9. King of the Road-Roger Miller

It’s an anthem of freedom; it personifies the American attitudes of adventure, of resourcefulness, of traveling carefree. It’s a dream many people share: to ride the boxcars, to work on a day-to-day basis, to have not a care in the modern world. Roger Miller’s tale of a happy-go-lucky man, riding the rails, making do as he can, is still a well known ditty for the young-at-heart, easy-going traveler.

8. I Walk the Line-Johnny Cash

This song is probably made by the man who sang it. When you can get the man in black, the man who shot a man in Reno to ‘keep a close watch on this heart’, you’ve made an impact. The candidness in Johnny’s delivery is overwhelming: he loves her so much that he’s going to watch himself. No drugs, no other women. He will walk that line for your love.

7. Gotta get Drunk – Willie Nelson

What list of country songs is complete without an ode to alcohol? Willie Nelson’s hit is honest, simple, and a bit whimsical. No drinker believes that alcoholism is a good thing, but Willie does his damndest to rationalize it. Hell, doctors may tell him to quit, but “there’s more old drunks than there are old doctors”. Sure the logic’s flawed, but when it comes from Willie, and the result is more alcohol, who’s gonna argue?

6. Hey Good Lookin’- Hank Williams

It’s simple, it’s honest, and the tune stays with you. It’s boy meets girl, rattles off a cheesy pick up line, and hopes to get some action out of the deal. The lyrics are subtly sexual: “hows about cookin something up with me” could mean be an adult event or a simple date. Still, this 1951 song with dated lyrics (the singer tries to entice the object of his interest with a 2 dollar bill), it’s still a well-known earworm of pop culture.

5. Sixteen Tons -“Tennessee” Ernie Ford

Ernie’s voice is just like the coal miners he empathizes with: gritty and honest. The song about the never ending labor the coalman endures, always breaking his back at his job, only to get ‘deeper in debt’. The hyperbole of being denied access to heaven, because your soul is owed to the company store is the perfect snapshot of the thankless job.

4. Making Believe-Kitty Wells

In this 1955 classic, Kitty laments her former lover’s leaving her, and tries to come to grips with the fact that she ‘can’t hold you close, Darlin/ when you’re not with” her. Many lovers have found this sad truth to be a reality: missing a lost love, pining for them, and ‘making believe’. While Kitty’s candid vocals with simple instrumentation convey the message perfectly, modern honky-tonk and punk connoisseurs may prefer Mike Ness’s (of Social Distortion fame) cover.
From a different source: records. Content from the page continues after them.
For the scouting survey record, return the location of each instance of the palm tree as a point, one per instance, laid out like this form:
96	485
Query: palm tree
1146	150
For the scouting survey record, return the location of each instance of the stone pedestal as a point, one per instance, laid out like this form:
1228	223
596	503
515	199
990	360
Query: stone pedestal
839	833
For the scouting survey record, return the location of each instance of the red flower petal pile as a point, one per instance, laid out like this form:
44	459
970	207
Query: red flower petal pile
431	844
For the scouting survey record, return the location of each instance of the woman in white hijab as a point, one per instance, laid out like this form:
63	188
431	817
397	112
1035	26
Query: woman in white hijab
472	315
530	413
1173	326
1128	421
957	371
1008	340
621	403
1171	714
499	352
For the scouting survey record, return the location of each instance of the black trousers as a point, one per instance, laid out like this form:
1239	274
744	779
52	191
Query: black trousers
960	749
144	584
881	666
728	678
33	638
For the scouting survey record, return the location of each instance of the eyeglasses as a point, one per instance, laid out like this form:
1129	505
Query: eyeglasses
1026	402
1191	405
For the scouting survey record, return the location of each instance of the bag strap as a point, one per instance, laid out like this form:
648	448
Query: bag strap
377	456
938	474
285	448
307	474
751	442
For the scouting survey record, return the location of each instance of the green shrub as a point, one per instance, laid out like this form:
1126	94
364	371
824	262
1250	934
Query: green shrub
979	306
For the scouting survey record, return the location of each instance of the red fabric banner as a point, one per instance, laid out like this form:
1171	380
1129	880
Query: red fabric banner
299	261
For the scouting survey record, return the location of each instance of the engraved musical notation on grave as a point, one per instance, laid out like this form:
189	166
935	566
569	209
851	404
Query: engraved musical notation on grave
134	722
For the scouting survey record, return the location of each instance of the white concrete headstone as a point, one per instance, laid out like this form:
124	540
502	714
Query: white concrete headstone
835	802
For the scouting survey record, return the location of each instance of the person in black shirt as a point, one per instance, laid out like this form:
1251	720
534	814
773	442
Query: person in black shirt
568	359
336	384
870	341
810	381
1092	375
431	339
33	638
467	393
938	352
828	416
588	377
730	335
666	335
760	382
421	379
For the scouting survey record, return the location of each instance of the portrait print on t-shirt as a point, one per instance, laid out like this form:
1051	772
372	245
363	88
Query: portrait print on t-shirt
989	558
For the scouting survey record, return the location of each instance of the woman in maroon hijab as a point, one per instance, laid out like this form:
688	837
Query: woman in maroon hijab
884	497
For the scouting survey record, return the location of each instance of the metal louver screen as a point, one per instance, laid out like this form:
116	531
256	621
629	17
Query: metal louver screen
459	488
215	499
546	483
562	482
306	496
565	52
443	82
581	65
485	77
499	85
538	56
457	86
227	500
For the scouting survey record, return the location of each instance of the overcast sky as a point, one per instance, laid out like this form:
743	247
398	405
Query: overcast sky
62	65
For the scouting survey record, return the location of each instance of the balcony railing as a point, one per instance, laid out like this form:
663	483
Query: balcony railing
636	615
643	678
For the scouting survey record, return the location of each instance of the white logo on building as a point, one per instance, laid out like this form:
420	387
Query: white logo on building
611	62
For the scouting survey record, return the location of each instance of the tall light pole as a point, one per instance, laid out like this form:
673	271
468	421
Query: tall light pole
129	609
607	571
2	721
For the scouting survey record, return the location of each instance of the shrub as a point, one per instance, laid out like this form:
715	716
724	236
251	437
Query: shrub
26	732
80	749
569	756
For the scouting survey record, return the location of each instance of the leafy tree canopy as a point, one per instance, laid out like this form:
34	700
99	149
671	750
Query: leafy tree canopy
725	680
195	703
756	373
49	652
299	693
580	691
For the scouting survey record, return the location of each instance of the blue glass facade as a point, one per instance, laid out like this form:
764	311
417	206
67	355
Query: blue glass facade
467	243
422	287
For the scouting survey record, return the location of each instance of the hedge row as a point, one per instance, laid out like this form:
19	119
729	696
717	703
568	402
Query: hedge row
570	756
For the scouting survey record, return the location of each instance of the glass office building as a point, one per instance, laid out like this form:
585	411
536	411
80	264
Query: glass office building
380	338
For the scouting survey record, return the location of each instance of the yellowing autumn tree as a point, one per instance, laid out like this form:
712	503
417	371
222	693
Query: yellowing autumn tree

3. The Gambler-Kenny Rogers

This song starts with a simple premise: a lonely narrator is grieving over his troubles, and shares conversation and alcohol with an old gambler. The gambler gives our weary soul some tried and true advice in the form of poker metaphors with which he’s all too familiar. In the end, we realize he probably learned his lessons the hard way, as he ‘breaks even’ alone, in the middle of the night sitting next to a stranger on a train. The story telling is flawless.

2. Crazy-Patsy Cline

People love people. Sometimes people love people for reasons that defy all logic, and are held prisoner by their own emotions. Few among us have never suffered love’s folly: giving someone your all, only to have it fall apart, and then feeling like an utter fool. When the rest of the world seems to make perfect sense, and you realize that it was just you who were the fool, you feel completely helpless and insane.

1. Ring of Fire- Johnny Cash

Of course Johnny had to top this list. The simple mariachi horns opening give the song an upbeat feel which contrast with Johnny’s deep dark voice, as he tells you about love: a burning thing. The song recognizes that love, like fire, is both awesome and extremely dangerous. Its taste is sweet, it makes you feel just like a child, but watch out: it can burn, that ring of fire.